Bengkulu, Neinews.Org – Kecelakaan tragis menimpa pesawat SAM Air di dekat Bandara Panua, Kabupaten Pohuwato, pada Minggu (20/10). Diketahui, pesawat tersebut mengangkut empat orang, termasuk tiga kru dan satu penumpang, semuanya dilaporkan tewas. Pesawat lepas landas dari Bandara Djalaluddin, Gorontalo, dengan tujuan Bandara Panua, namun kehilangan kontak tak lama setelah terbang.
Diketahui kecelakaan terjadi sekitar pukul 7.22 WITA, hanya beberapa menit setelah pesawat lepas landas. Pesawat yang diperkirakan tiba di Bandara Panua pada pukul 7.33 WITA tersebut hilang kontak setelah mengudara.
Setelah pencarian dilakukan, pesawat ditemukan hancur di rawa-rawa sebelum landasan pacu 27 Bandara Panua. Cuaca saat kejadian dilaporkan berawan, tetapi penyebab pasti kecelakaan masih dalam investigasi oleh pihak berwenang.

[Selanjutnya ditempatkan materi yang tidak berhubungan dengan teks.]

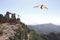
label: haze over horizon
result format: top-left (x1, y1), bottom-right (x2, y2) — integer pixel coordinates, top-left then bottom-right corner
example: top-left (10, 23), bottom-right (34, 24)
top-left (0, 0), bottom-right (60, 25)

Sebanyak empat orang dilaporkan meninggal dunia dalam kecelakaan ini, yaitu pilot M. Saefurubu, co-pilot M. Artut, teknisi Budi Janto, dan penumpang Sri Meyke Male. Ketiga kru pesawat akan disemayamkan di Bandara Djalaluddin, Gorontalo, sebelum diberangkatkan ke Jakarta dan Balikpapan untuk diserahkan kepada keluarga mereka.
Investigasi dilakukan oleh Direktorat Jenderal Perhubungan Udara Kementerian Perhubungan (DJPU Kemenhub) bersama Komite Nasional Keselamatan Transportasi (KNKT) dan lembaga terkait.
Dari adanya investigasi ini diharapkan dapat memberikan wawasan mengenai keselamatan penerbangan di masa depan, terutama dalam upaya pencegahan kecelakaan serupa. “Saya berharap proses investigasi (kecelakaan pesawat) berjalan lancar,” ujar Pelaksana Tugas (Plt) Direktorat Jenderal Perhubungan Udara, Lukman F. Laisa.